Participants showed greater overall satisfaction with streaming compared to the reference without streaming. The difference was one scale unit for both, the telephone conversation, and the audio book. In both situations, the reference condition was rated median=4 and the streaming condition was rated median=5. This difference was significant in each case (ZTL=–2.380, N=20, ZAB=–2.073, N=19, both p<0.05, Figure 2A [Fig. 2]).

Speech intelligibility

Subjective speech intelligibility when talking on the phone in the relatively quiet laboratory condition was slightly better than the reference when streaming directly, both when talking to the test leader and when listening to the audio book, and changed by one scale unit in median (from 6, “very much”, to 7, “all”, for talking on the phone with the test leader, and from 5, “a lot”, to 6, “very much”, for the audio book). However, the difference was not significant. Two of the participants had no speech understanding when talking on the phone, although in one case this only occurred after switching to the study devices (see above).

Listening effort

Subjective listening effort in quiet was also assessed for the two telephone conditions. Median listening effort scores decreased by approximately 2.0 to 2.5 points on the scale for direct streaming compared to the reference condition, towards less effort (Figure 2B [Fig. 2]).
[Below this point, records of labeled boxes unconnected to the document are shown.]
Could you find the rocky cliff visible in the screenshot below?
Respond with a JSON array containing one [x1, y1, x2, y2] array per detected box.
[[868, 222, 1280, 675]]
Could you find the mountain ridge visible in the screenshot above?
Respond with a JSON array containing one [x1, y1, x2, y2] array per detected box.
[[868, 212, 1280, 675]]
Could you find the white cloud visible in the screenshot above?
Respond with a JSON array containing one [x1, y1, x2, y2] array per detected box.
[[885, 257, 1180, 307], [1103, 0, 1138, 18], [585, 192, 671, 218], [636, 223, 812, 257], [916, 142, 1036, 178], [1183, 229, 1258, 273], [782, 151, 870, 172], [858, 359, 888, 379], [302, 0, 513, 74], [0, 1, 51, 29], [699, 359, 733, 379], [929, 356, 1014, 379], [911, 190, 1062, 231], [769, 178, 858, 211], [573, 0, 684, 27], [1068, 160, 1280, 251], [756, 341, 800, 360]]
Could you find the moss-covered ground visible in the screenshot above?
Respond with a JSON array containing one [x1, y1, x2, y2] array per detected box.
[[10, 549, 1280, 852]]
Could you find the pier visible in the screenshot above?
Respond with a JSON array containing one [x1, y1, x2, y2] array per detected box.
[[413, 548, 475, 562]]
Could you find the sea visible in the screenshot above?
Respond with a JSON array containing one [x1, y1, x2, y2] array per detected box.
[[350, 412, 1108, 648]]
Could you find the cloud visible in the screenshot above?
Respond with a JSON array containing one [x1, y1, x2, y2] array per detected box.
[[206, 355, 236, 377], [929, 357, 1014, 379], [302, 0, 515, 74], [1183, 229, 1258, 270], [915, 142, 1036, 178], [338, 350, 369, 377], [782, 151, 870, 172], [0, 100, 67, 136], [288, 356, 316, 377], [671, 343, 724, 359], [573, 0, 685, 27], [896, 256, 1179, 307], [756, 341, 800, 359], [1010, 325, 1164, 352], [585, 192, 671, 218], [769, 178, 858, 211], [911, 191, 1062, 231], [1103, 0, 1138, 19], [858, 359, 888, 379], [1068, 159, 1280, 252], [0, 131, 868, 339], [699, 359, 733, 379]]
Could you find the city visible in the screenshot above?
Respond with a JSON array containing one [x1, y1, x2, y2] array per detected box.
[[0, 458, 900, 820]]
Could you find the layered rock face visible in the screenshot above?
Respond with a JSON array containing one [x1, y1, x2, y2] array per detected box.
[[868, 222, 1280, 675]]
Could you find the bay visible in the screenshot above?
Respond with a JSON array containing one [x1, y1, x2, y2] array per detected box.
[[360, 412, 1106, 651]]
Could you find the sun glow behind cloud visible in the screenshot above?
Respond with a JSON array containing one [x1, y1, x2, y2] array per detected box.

For the audio book, this difference was significant (ZAB=–2.549, p<0.05, N=19).

Audiological data
Speech intelligibility

Speech intelligibility was tested with the OLSAf [1], [35] by presenting its speech signal as a phone call via the smartphone. The volume of the smartphone was set in advance to a comfortable level using the audio book and was 16 bars (full scale) on the smartphone in median for the reference condition and 12 bars for the streaming condition. This difference was significant (see section on smartphone volume). However, the thresholds for speech intelligibility in quiet for the reference and streaming conditions were similar with mean values of 52.3±5.6 dB and 51.0±2.7 dB for the reference and streaming conditions, respectively (N=18). The smartphone volume adjustment therefore seems to have resulted in comparable speech presentation levels for the two conditions.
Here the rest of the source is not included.